Friday, 26 Apr 2024

Brazil economy likely shrank in first quarter for first time since 2016: Reuters poll

BRASILIA (Reuters) – Brazil’s economy likely shrank in the first quarter of this year for the first time since 2016, a Reuters poll of economists showed on Tuesday, with activity hit by delayed fiscal reforms, weak investment and rising unemployment.

If confirmed, it will be the first contraction since a deep 2015-2016 recession from which the economy has failed to recover — putting the country half way toward a double-dip recession.

It will also pile the pressure on far-right President Jair Bolsonaro, the former army captain who took office on Jan. 1 and whose approval ratings have slumped as the economy sputters.

The central bank said earlier this month there is a “relevant probability” that economic output contracted in the January-March period, and the government last week cut its 2019 growth forecast, citing a disappointing first quarter.

Brazil’s gross domestic product (GDP) in the first quarter of this year probably shrank 0.2 percent on a seasonally adjusted basis from the preceding three months, according to the median estimate of a poll of 18 economists.

The range was as wide as -1.4% to +0.2%.

Compared to the first quarter of 2018, the economy is expected to have grown 0.5 percent, according to the median estimate of 20 economists, less than half the growth rate in the previous quarter.

The data will be published at 9 a.m. local time (1200 GMT) on Thursday.

Economists point to a mix of reasons for the economic torpor. Some issues are structural, such as high unemployment and expensive credit despite official interest rates at a record low. Brazil also suffered ‘shocks’ such as a hit to industrial production from a burst mining dam in January.

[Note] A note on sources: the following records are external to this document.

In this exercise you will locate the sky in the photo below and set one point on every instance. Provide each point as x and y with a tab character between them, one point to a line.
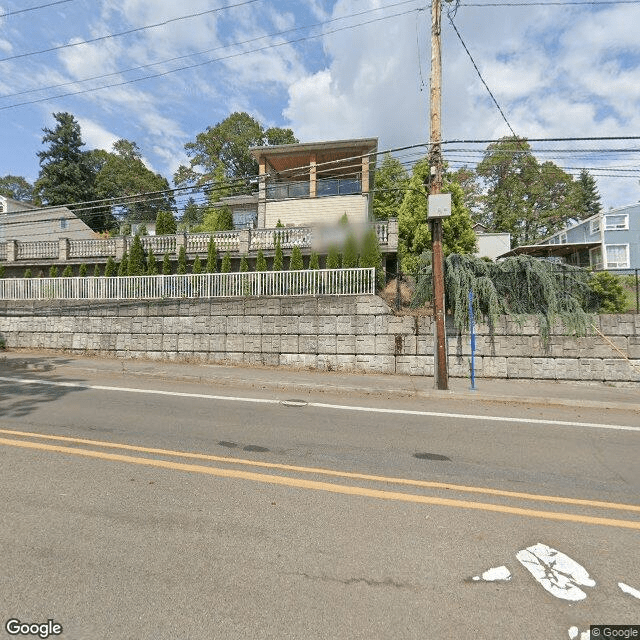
330	70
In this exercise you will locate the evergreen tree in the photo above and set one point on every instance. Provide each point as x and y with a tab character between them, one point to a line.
296	262
197	266
182	261
278	259
137	263
212	256
261	263
110	269
166	265
333	258
226	263
123	267
152	263
66	173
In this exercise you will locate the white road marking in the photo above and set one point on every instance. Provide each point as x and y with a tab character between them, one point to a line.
556	572
630	590
322	405
494	574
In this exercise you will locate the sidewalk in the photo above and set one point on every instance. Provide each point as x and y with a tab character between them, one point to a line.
547	392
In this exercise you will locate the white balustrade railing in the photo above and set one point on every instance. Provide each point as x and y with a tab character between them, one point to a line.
206	285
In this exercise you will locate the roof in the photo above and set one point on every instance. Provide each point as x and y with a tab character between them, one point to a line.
550	250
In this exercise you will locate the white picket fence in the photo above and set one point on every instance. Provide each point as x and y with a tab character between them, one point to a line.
341	282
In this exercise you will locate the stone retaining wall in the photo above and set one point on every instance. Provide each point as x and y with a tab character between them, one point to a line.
358	333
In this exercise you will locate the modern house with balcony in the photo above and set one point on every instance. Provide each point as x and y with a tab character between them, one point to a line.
609	241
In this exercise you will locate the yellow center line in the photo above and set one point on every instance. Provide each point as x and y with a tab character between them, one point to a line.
333	473
323	486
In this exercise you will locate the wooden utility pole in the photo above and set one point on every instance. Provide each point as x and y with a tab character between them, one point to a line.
435	161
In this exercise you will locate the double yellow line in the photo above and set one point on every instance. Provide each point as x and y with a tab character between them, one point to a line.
315	485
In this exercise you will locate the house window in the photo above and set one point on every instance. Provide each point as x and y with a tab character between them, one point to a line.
618	221
617	256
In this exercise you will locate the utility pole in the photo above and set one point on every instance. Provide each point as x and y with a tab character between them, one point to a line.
435	162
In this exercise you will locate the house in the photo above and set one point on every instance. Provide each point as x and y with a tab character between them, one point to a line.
491	245
26	223
608	240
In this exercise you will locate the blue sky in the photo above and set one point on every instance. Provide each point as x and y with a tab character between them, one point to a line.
557	71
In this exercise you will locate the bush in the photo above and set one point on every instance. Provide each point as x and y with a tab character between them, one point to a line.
609	292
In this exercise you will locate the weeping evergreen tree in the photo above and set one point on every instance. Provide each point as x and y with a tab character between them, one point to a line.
516	287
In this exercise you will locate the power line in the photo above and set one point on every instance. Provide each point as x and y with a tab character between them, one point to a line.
198	53
40	6
127	32
200	64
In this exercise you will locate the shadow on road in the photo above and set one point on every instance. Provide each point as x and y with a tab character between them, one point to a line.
18	399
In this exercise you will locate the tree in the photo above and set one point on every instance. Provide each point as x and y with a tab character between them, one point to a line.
110	269
66	173
152	263
587	197
413	226
212	256
140	192
296	262
137	263
165	223
261	263
220	156
182	261
16	187
390	181
526	199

But the main reason is the hit to consumer, investor and business sentiment from deepening uncertainty surrounding pension reform, the government’s signature economic policy proposal to save the public purse more than 1 trillion reais ($250 billion) over the next decade and reignite growth.

The legislative process is proving more complicated and contentious than Bolsonaro and team had promised. Investors, consumers and businesses are holding back, with significant economic consequences.

“The key reason for a weaker economic recovery is the significant delay in the pension reform approval and higher risk for a larger dilution (of the proposals),” Bank of America Merrill Lynch economists wrote in a recent note explaining the aggressive downward revision in their forecasts.

“Investment has been pushed back by delays and noise around pension reform,” they added.

A survey published last week showed that more Brazilians disapprove of Bolsonaro’s government than those who approve.

The XP Investimentos/Ipespe survey carried out on May 20-21 also found that the number of Brazilians who blame Bolsonaro’s government for the current economic situation doubled to 10% from the previous poll only three weeks earlier.

Morgan Stanley’s Arthur Carvalho said the “eternal feedback loop” between politics and growth shows no sign of breaking, and so the 2019 outlook has dimmed considerably in recent weeks.

The average forecast for GDP growth this year is 1.2%, according to the central bank’s weekly survey of financial institutions. That view has fallen 13 weeks in a row.

Brazil’s economy expanded by 1.1% in both 2017 and 2018. According to Alberto Ramos at Goldman Sachs, real GDP in Brazil is still 8.1% below the December 2013 cycle peak and only 3.5% above the December 2016 cyclical trough.